Waktunya Untuk Berbagi


Kisah ini pernah kujalani.
Tombol power komputer baru saja aku pencet. Ketika loading selesai, segera kuputar video riset psikologi yang pernah aku dapat dari kawan di Jogja. Ingin aku menonton film-film pendek itu bersama istri. Tapi dia rupaya sedang tidak berminat. Istriku justru merebahkan dirinya di ranjang tidur kami. Lalu suara lembut meluncur dari bibir manisnya; “Suami…!!” Aku pun menyahut; “Apa istri….?” Kami biasa saling sapa seperti itu. Walau tiada sesuatu ingin disampaikan.
Film berjudul Ghadul Bashar kini kuputar. Berisi riset tentang efek memandang lawan jenis terhadap sistem-sistem hormonal di tubuh manusia. Namun, satu film pendek itu belum lagi usai, istriku kembali berucap merajuk; “Suami..., istri pengen denger cerita.” Enggan rasanya menanggapi istriku. Aku masih ingin menonton. Tapi egoku mereda, ketika istriku kembali memanggilku merayu-rayu; “Suami….!! Suaami.” Lagi pula, tidak sampai dua bulan lagi, insya’Allah istriku akan berjuang melahirkan jundi kami yang pertama. Do’akan ya. Sungguh, sedikitpun aku tak ingin membuatnya kecewa.
Aku datang, menjulurkan tubuhku berbaring di sampingnya.
Aku lupa telah bermula dari mana. Yang jelas, berbagai cerita kemudian berhambur dari mulutku dan mulutnya. Tentang masa kecil kami, tentang orang tua kami, tentang saudara-saudara kami, tentang rencana usaha kami, tentang… banyak sekali. Istriku terhanyut, ketika kuputar kembali memori tentang kisah-kisah pahit yang pernah kualami. Tapi aku tahu, istriku juga bahagia. Bahagia karena aku mau berbagi. Begitupun diriku, aku bahagia bisa berbagi cerita. Kegembiraanku kini jauh lebih banyak dari yang aku dapat ketika nonton film riset psikologi tadi. Terima kasih istriku, kau telah mengajakku berbagi.

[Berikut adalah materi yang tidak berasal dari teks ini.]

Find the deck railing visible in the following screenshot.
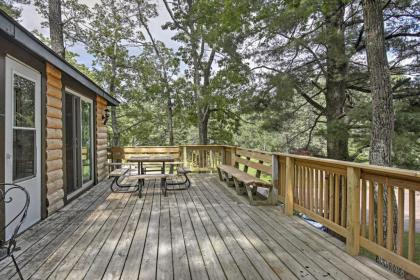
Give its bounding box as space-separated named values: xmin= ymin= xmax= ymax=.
xmin=109 ymin=145 xmax=420 ymax=277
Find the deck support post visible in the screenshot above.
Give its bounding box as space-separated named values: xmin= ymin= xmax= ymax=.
xmin=346 ymin=167 xmax=360 ymax=256
xmin=230 ymin=147 xmax=238 ymax=167
xmin=284 ymin=157 xmax=295 ymax=216
xmin=182 ymin=146 xmax=188 ymax=167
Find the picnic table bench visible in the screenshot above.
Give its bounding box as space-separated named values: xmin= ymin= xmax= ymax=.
xmin=217 ymin=150 xmax=277 ymax=205
xmin=109 ymin=160 xmax=191 ymax=197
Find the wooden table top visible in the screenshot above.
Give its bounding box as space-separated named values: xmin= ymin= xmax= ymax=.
xmin=128 ymin=155 xmax=175 ymax=162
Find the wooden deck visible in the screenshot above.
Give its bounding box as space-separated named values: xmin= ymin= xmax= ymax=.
xmin=0 ymin=174 xmax=397 ymax=280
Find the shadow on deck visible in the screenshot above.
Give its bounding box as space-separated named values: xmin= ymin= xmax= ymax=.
xmin=0 ymin=174 xmax=396 ymax=280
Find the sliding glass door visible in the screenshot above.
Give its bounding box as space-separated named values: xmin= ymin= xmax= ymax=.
xmin=65 ymin=90 xmax=94 ymax=194
xmin=80 ymin=100 xmax=93 ymax=184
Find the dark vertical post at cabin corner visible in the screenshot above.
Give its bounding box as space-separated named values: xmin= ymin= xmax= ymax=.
xmin=0 ymin=56 xmax=6 ymax=240
xmin=45 ymin=63 xmax=65 ymax=215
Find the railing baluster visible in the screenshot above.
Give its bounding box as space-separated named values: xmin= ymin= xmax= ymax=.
xmin=322 ymin=171 xmax=330 ymax=219
xmin=369 ymin=180 xmax=375 ymax=241
xmin=397 ymin=188 xmax=404 ymax=256
xmin=334 ymin=174 xmax=340 ymax=224
xmin=308 ymin=168 xmax=314 ymax=211
xmin=408 ymin=190 xmax=416 ymax=261
xmin=328 ymin=172 xmax=334 ymax=221
xmin=360 ymin=179 xmax=367 ymax=237
xmin=377 ymin=182 xmax=384 ymax=246
xmin=284 ymin=157 xmax=295 ymax=216
xmin=346 ymin=167 xmax=360 ymax=256
xmin=386 ymin=185 xmax=394 ymax=251
xmin=340 ymin=176 xmax=348 ymax=229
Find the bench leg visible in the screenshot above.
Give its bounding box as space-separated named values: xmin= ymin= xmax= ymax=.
xmin=217 ymin=167 xmax=224 ymax=181
xmin=10 ymin=255 xmax=23 ymax=280
xmin=267 ymin=187 xmax=278 ymax=205
xmin=160 ymin=178 xmax=168 ymax=196
xmin=233 ymin=177 xmax=246 ymax=195
xmin=137 ymin=179 xmax=144 ymax=198
xmin=245 ymin=185 xmax=257 ymax=205
xmin=223 ymin=172 xmax=235 ymax=188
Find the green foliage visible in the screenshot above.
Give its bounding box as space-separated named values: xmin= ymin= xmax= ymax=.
xmin=0 ymin=0 xmax=30 ymax=20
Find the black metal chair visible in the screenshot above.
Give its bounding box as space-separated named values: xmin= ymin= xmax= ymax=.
xmin=0 ymin=183 xmax=30 ymax=279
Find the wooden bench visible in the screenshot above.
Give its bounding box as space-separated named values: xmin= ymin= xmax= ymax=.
xmin=109 ymin=165 xmax=141 ymax=197
xmin=217 ymin=149 xmax=277 ymax=205
xmin=132 ymin=174 xmax=175 ymax=197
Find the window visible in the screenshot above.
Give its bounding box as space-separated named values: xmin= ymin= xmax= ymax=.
xmin=81 ymin=100 xmax=93 ymax=183
xmin=13 ymin=74 xmax=36 ymax=181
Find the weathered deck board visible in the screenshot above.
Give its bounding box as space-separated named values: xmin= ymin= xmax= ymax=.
xmin=0 ymin=174 xmax=397 ymax=280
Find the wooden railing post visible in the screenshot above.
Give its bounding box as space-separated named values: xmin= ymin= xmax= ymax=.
xmin=182 ymin=146 xmax=188 ymax=167
xmin=346 ymin=167 xmax=360 ymax=256
xmin=230 ymin=147 xmax=236 ymax=166
xmin=272 ymin=154 xmax=280 ymax=201
xmin=284 ymin=157 xmax=295 ymax=216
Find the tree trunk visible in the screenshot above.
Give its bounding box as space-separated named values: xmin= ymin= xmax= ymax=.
xmin=198 ymin=109 xmax=209 ymax=145
xmin=363 ymin=0 xmax=399 ymax=271
xmin=109 ymin=53 xmax=120 ymax=147
xmin=363 ymin=0 xmax=394 ymax=166
xmin=168 ymin=94 xmax=175 ymax=146
xmin=48 ymin=0 xmax=65 ymax=58
xmin=325 ymin=1 xmax=349 ymax=160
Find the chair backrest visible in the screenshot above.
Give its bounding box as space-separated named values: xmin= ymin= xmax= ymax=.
xmin=0 ymin=183 xmax=30 ymax=254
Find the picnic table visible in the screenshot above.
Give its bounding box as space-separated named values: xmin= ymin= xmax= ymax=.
xmin=128 ymin=155 xmax=175 ymax=175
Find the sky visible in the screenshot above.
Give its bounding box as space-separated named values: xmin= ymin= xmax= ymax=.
xmin=20 ymin=0 xmax=179 ymax=67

Waktu berbagi memang perlu. Selain karena kita harus terus-menerus berta’aruf dengan pasangan, seperti diungkap Budiyanto pada kolom ayah edisi November lalu, juga karena berbagi mengundang harmoni. Berbagi mendatangkan bahagia hati. Berbagi mengusir duka dan resah yang sempat menghantui.
Kisah-kisah pilu “anak pembantu” tentu telah banyak engkau dengar. Cukup sudah hal itu menjadi alasan pentingnya berbagai. Jikalau ayah ibu pergi pagi dan pulang malam, maka peran mereka sepenuhnya digantikan pembantu. Bila anak bangun tidur, bukan ayah atau ibu yang dicari, melainkan si embak atau si bude. Ya si pembantu itu. Ketika beranjak dewasa, kisah-kisah pilu itu dimulai. Lalu hilanglah harmoni. Broken home, akhir drama itu. Begitulah, kalau waktu berbagi sudah dikorupsi.

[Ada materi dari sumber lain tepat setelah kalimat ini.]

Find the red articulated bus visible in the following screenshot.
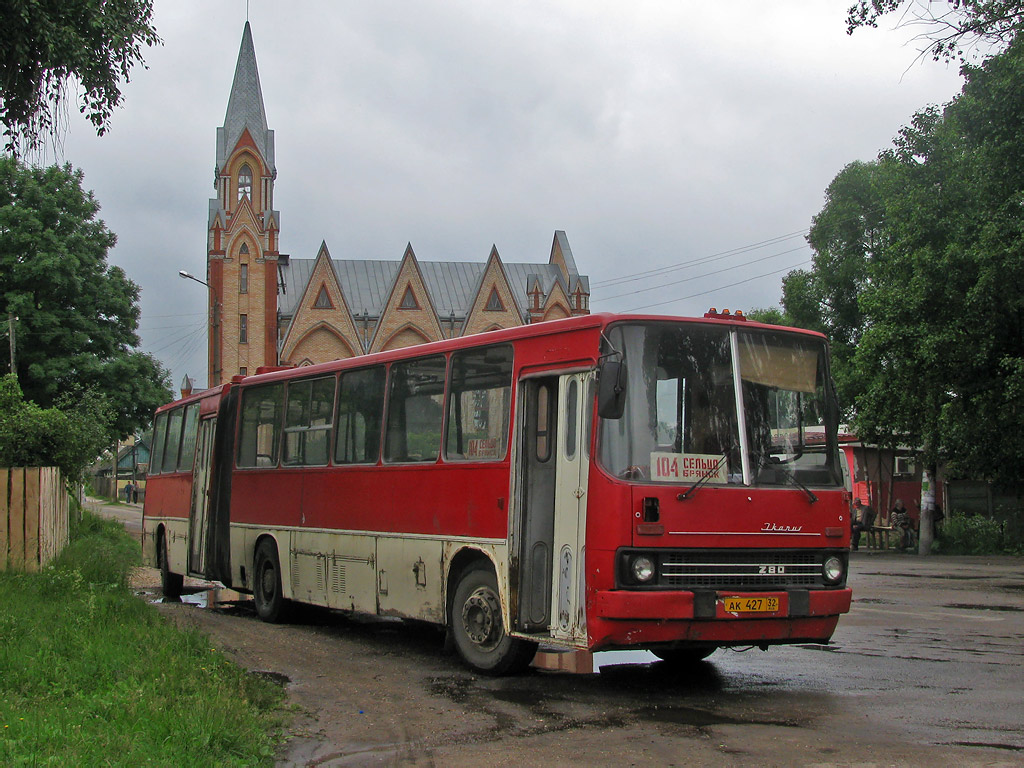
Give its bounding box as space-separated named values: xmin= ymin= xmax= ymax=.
xmin=143 ymin=310 xmax=851 ymax=674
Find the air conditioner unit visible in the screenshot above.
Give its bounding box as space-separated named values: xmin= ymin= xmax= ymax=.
xmin=893 ymin=456 xmax=914 ymax=475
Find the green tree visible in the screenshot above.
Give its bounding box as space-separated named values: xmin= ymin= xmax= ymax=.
xmin=746 ymin=306 xmax=793 ymax=326
xmin=783 ymin=36 xmax=1024 ymax=481
xmin=846 ymin=0 xmax=1024 ymax=61
xmin=0 ymin=374 xmax=114 ymax=480
xmin=0 ymin=0 xmax=160 ymax=152
xmin=782 ymin=162 xmax=884 ymax=416
xmin=0 ymin=157 xmax=171 ymax=437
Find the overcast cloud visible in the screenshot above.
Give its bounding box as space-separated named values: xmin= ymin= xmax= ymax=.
xmin=51 ymin=0 xmax=962 ymax=387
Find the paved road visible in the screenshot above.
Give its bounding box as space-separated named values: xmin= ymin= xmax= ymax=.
xmin=96 ymin=509 xmax=1024 ymax=766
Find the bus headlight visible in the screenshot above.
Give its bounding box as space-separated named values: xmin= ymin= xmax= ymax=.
xmin=630 ymin=555 xmax=654 ymax=584
xmin=821 ymin=555 xmax=844 ymax=585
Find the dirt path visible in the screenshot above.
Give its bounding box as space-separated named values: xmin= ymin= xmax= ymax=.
xmin=136 ymin=569 xmax=1024 ymax=766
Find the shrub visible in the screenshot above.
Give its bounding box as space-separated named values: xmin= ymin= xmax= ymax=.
xmin=936 ymin=515 xmax=1007 ymax=555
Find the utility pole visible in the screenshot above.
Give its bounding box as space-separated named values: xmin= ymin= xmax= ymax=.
xmin=7 ymin=312 xmax=17 ymax=376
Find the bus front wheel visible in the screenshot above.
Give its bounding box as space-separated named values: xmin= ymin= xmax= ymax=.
xmin=253 ymin=539 xmax=288 ymax=624
xmin=157 ymin=530 xmax=185 ymax=600
xmin=449 ymin=565 xmax=537 ymax=675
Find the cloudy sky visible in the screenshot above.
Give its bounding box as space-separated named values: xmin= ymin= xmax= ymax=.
xmin=61 ymin=0 xmax=962 ymax=387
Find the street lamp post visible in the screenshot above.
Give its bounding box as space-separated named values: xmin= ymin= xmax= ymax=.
xmin=178 ymin=269 xmax=220 ymax=391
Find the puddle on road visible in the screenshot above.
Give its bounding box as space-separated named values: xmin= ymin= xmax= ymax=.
xmin=531 ymin=649 xmax=660 ymax=675
xmin=249 ymin=670 xmax=292 ymax=688
xmin=637 ymin=705 xmax=804 ymax=728
xmin=942 ymin=603 xmax=1024 ymax=613
xmin=148 ymin=587 xmax=252 ymax=610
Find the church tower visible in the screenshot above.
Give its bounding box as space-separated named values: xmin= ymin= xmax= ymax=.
xmin=207 ymin=22 xmax=280 ymax=387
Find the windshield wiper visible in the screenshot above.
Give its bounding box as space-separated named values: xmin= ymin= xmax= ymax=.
xmin=676 ymin=454 xmax=733 ymax=502
xmin=782 ymin=470 xmax=818 ymax=504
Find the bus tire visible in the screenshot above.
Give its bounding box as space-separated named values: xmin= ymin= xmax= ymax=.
xmin=253 ymin=539 xmax=288 ymax=624
xmin=449 ymin=564 xmax=537 ymax=675
xmin=651 ymin=648 xmax=718 ymax=667
xmin=157 ymin=529 xmax=185 ymax=600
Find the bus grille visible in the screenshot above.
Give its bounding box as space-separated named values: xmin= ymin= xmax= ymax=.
xmin=658 ymin=550 xmax=824 ymax=589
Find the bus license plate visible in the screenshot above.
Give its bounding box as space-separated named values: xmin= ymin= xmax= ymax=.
xmin=722 ymin=597 xmax=778 ymax=613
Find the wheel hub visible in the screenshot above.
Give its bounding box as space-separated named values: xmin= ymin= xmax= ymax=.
xmin=462 ymin=587 xmax=502 ymax=646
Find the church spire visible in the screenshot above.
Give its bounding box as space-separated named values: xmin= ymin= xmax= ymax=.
xmin=217 ymin=22 xmax=278 ymax=176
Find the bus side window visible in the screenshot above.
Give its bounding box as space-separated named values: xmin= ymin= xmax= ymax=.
xmin=282 ymin=377 xmax=335 ymax=467
xmin=150 ymin=411 xmax=167 ymax=475
xmin=178 ymin=402 xmax=199 ymax=472
xmin=537 ymin=384 xmax=551 ymax=462
xmin=444 ymin=345 xmax=512 ymax=461
xmin=565 ymin=379 xmax=580 ymax=461
xmin=334 ymin=366 xmax=384 ymax=464
xmin=384 ymin=355 xmax=445 ymax=462
xmin=239 ymin=384 xmax=285 ymax=467
xmin=162 ymin=408 xmax=184 ymax=472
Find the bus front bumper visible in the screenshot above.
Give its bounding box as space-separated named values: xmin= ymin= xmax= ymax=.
xmin=588 ymin=589 xmax=852 ymax=650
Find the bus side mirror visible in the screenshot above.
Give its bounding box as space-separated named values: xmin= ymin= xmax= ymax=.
xmin=597 ymin=360 xmax=626 ymax=419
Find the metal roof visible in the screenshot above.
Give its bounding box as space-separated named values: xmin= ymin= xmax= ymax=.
xmin=278 ymin=258 xmax=567 ymax=319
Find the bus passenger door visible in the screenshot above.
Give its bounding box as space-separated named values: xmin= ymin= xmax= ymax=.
xmin=188 ymin=417 xmax=217 ymax=577
xmin=551 ymin=374 xmax=593 ymax=641
xmin=513 ymin=376 xmax=558 ymax=633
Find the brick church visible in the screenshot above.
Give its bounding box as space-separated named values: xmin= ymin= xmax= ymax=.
xmin=207 ymin=22 xmax=590 ymax=386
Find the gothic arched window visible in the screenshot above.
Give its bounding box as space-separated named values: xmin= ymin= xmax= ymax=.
xmin=239 ymin=163 xmax=253 ymax=200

Maka, mari selalu sediakan waktu untuk berbagai dengan keluarga. Istri, suami, anak, semua butuh bercerita dan mendengar cerita. Kalau bukan keluarga yang mengambil peran, maka akan digantikan oleh televisi, radio, atau juga pembantu. Lalu…, kisah pilu pun berulang. Bisa jadi terjadi pada keluarga kita. Jangan sampai!
Mari selalu sediakan waktu untuk berbagi dengan keluarga. Sesibuk apapun aktivitasmu di luar sana, keluarga jadikan yang utama. Bolehlah suami istri semua bekerja, asal waktu berbagi dengan keluarga tetap tersedia. Tiada artinya sukses mengumpul harta, kalau keluarga sendiri merasa sengsara dan merana. Tiada guna terus bekerja, kalau untuk saling bercerita saja tak bisa. Maka sekali lagi, mari sediakan waktu untuk berbagi.